Background
Nonalcoholic fatty liver disease (NAFLD) is a major risk factor for hepatocellular carcinoma, and alterations in miRNA expression are related to the development of NAFLD. However, the role of miRNAs in regulating the development of NAFLD is still poorly understood.
Conclusions
These findings identified a negative regulatory mechanism between ACOX1 and miR-103-3p that promotes the pathogenesis of NAFLD and suggested that inhibition of miR-103-3p may be a potential treatment strategy for NAFLD.
Methods
We used qRT-PCR to detect the level of miR-103-3p in both cell and mouse models of NAFLD. Biochemical assays, DCF-DA assays, Oil red O staining and HE staining were used to detect the role of miR-103-3p in NAFLD development.

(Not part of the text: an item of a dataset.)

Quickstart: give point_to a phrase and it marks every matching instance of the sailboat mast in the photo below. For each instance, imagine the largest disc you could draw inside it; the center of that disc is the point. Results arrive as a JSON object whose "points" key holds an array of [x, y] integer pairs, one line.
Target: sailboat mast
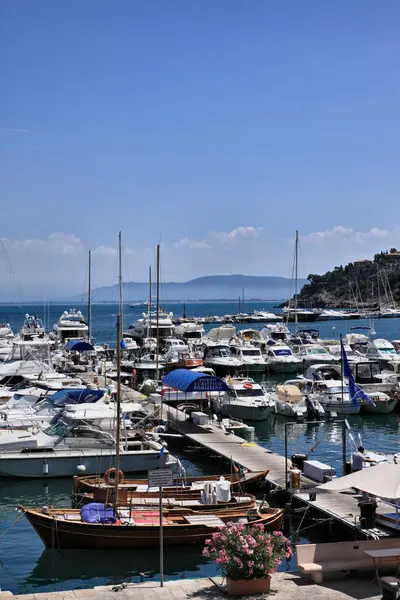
{"points": [[149, 306], [296, 269], [90, 298], [157, 311], [118, 416]]}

Target genes of miR-103-3p were predicted using the TargetScan database and verified by qRT-PCR, western blot and dual-luciferase assays.
Results
The expression of miR-103-3p increased in both NAFLD model cells and liver tissues from the NAFLD mouse model. Inhibition of miR-103-3p significantly alleviated the accumulation of lipid droplets in free fatty acid-treated L02 cells and liver tissues from mice with NAFLD. Inhibition of miR-103-3p reduced the contents of H2O2, TG, ALT, and AST and ROS production while increasing the ATP content. Moreover, the miR-103-3p antagomir alleviated liver tissue lesions in mice with NAFLD. Further studies identified ACOX1, a key enzyme for the oxidation and decomposition of fatty acids, as a direct target of miR-103-3p. Conclusions: These findings identified a negative regulatory mechanism between ACOX1 and miR-103-3p that promotes the pathogenesis of NAFLD and suggested that inhibition of miR-103-3p may be a potential treatment strategy for NAFLD.